Offene Immobilienfonds sind oftmals risikoreicher, als die Anbieter*innen glauben machen wollen. Das zeigt ein Gutachten in Auftrag von Finanzwende. Denn Immobilieninvestments bergen Risiken, die auch für die Fonds gelten.

Eine Analyse der zehn größten offenen Fonds offenbart: Ihre Wertentwicklung ist von den Entwicklungen an den Immobilienmärkten teils komplett entkoppelt. Damit liegt der Verdacht nahe, dass die Fondswerte schöngerechnet wurden. Die Folge sind stabil wirkende Kursverläufe der Fonds, was quasi automatisch zu niedrigen Risikoeinstufungen der Produkte führt.

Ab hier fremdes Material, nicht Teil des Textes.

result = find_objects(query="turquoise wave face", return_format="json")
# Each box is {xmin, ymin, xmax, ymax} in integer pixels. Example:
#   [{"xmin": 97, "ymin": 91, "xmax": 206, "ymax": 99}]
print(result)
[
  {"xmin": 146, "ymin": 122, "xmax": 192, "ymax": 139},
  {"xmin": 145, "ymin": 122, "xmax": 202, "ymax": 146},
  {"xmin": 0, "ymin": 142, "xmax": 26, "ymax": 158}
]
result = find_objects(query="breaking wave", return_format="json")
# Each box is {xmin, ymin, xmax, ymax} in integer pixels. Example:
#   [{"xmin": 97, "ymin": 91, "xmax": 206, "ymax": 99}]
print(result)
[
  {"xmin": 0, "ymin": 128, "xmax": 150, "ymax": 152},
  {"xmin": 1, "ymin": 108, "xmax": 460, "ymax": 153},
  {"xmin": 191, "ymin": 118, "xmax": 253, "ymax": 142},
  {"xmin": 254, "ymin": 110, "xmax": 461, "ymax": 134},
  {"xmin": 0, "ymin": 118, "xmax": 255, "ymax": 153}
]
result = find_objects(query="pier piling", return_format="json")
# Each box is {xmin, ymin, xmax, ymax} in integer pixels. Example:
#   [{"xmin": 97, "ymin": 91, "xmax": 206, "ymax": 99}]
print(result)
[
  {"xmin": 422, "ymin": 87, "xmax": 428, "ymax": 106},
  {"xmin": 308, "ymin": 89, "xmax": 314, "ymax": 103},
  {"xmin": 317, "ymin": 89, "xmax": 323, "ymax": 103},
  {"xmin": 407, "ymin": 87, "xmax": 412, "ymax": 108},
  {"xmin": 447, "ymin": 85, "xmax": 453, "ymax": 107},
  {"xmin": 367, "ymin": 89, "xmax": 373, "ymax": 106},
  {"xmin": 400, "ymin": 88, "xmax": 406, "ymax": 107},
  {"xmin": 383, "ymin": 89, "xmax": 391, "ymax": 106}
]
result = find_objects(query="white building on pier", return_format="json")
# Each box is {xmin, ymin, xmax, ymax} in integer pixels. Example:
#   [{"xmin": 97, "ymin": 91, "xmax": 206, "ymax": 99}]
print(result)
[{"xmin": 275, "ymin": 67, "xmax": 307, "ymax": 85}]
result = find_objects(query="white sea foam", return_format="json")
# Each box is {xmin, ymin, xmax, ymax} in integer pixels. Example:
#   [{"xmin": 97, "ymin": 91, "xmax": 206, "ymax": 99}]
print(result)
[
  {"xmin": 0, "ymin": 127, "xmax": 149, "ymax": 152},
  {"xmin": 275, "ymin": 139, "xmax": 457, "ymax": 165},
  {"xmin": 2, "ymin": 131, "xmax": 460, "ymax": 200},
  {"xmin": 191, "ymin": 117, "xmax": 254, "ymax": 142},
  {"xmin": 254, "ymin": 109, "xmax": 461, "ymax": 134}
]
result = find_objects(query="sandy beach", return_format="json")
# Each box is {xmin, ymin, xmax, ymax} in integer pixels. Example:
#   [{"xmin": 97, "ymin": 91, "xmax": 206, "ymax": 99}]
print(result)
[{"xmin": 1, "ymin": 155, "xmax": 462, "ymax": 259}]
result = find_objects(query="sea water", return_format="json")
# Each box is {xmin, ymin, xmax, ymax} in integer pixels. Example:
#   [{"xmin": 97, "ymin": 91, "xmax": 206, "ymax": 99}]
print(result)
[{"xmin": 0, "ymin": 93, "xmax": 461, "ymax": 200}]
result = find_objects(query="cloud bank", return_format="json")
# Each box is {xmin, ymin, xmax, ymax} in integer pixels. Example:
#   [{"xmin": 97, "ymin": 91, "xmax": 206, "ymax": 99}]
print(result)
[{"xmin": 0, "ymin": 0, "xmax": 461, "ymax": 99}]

Niedrige oder sehr niedrige Risikokennziffern in den Verkaufsunterlagen sind für die Vertriebsleute ein starkes Verkaufsargument. Doch auf die Kennziffern ist kein Verlass, wie das folgende Beispiel zeigt.

Beispiel UniImmo: Wohnen ZBI. Volksbanken empfahlen diesen Fonds konservativen Anleger*innen, die „größten Wert auf den Erhalt des investierten Kapitals“ legten. Laut damaligen Verkaufsinformationen war das Risiko „niedrig“.  Doch im Sommer 2024 wertete der Fonds schlagartig ab, Anlegergelder im Wert von 800 Millionen Euro verpufften. Für risikoscheue Anleger*innen war der Verlust mindestens überraschend, wenn nicht fatal.  

Das war aber nicht der einzige Schaden, den Anleger*innen erlitten. Zum Teil kauften sie Fondsanteile auch viel zu teuer ein. Im untersuchten Zeitraum kauften sie über Anbieter*innen Anteile im Wert von 11,4 Milliarden Euro – obwohl die Produkte an den Börsen durchgängig günstiger waren. Die Kundschaft, insbesondere von Volksbanken und Sparkassen, hätte sich mehr als eine Milliarde Euro sparen können

Zusätzlich sind die Kosten vieler offener Immobilienfonds derart hoch, dass für Kund*innen kaum etwas übrigbleibt. Im Schnitt der untersuchten Fonds flossen stolze 77 Prozent der erwarteten Rendite gleich in die Kosten, ergab das Finanzwende-Gutachten. Wegen hoher Fixkosten führen selbst kleine Renditeeinbußen sogar schnell dazu, dass die Anleger*innen gar nichts mehr erhalten.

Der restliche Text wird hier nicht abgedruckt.